Several years ago a quantity of wheat was sent from Chicago on a bill of lading to order. The bank in that city advanced on it, and the grain was forwarded, under the direction of the bank, to a certain storehouse, with instructions to keep it until the drafts that represented the advance were paid. As these had several months to run, the storekeeper, who was a speculator, thought it would be a fine thing to use the grain, intending to put other grain, similar in quality and quantity, in its place before the drafts matured. Accordingly, he forwarded it to a house in New York for sale. The consignee was a careful, cautious man. He examined the bill of lading, found that it was genuine, examined the wheat also, and found that it answered the description required, and made a large advance at the request of the consignor on the same. The grain was sold, and the balance, after deducting the charges, etc., was paid over to the storekeeper.
It is needless to add that his speculation turned out disastrously, and consequently he could not replace the wheat. Then the bank in Chicago found out that their wheat was not where they supposed it to be. They traced the wheat into the hands of the consignee of New York, and though he had obtained it in a perfectly honest way, yet, inasmuch as the storekeeper had no title to it, he could convey no title to the consignee, and consequently the latter was held liable. This doctrine has made the business of advancing money on the security of bills of lading more perilous than is agreeable to bankers and commission merchants, and the question arises whether it is not possible to grant greater protection to them than they now receive. Ought not common carriers to be held responsible for the acts of their agents in issuing bills of lading? A bill embodying this obligation was introduced into Congress at the last session. It substantially declares that bills of lading, issued by an agent authorized to issue such instruments, should be conclusive evidence against the carrier in the hands of a bona-fide holder for value, that the freight was actually received as in the bill of lading stated, and that the agent issuing the same had full authority to do so. To prevent this rule from becoming too severe in its practical application as against the carriers, the proposed law contained a further provision that the carrier should not be responsible under the provisions of the same on any bill of lading on which he stamped the words "not negotiable," nor for any statement of fact in such a bill of lading caused wholly by the fraud of the shipper of the merchandise therein named, the holder of the bill, or the person under whom he claimed.
It was hoped that this measure would meet the necessities of the case, for while it is true that much may be said upon the propriety of making principals responsible for the acts of their agents, it is also true that that doctrine may be carried to such an extent as to work positive injustice. To make carriers responsible to an unlimited amount upon bills of lading issued at remote and unimportant stations by agents, of whose actions, owing to the circumstances, carriers have but little actual knowledge or control, is perhaps to increase the risks of the transportation business beyond its legitimate limits.
The practical effect of the bill would be, if enacted, that railroad companies would issue to their agents generally non-negotiable bills of lading, which could not be made negotiable by any erasure or alteration; they would provide their trusted agents at the largest receiving depots with negotiable bills of lading, which would be issued as required.

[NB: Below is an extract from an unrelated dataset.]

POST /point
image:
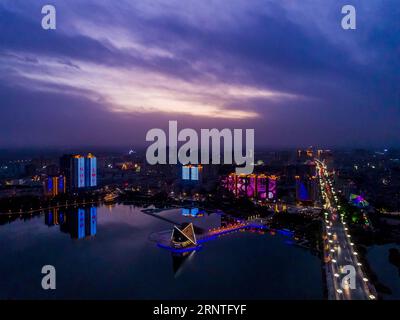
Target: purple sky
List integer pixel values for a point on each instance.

There is another kind of bill which may be described. A firm in New York sends an agent to Chicago to buy grain. Mr. Snooks, the agent, buys a considerable quantity, and in order to make payment draws on his principal or consignor for the full amount of his engagement. He takes this bill to a bank and asks them to advance the money, as in the case just mentioned. The bank, if having funds, is usually willing to grant the advance requested.
The bank forwards the draft to its corresponding bank in New-York, which presents it to the drawee in due time. He accepts it, and pays according to its tenor. In this case, as the wheat is purchased for the consignee, of course he is liable for the amount, and the bill is drawn for the full sum that is due for it.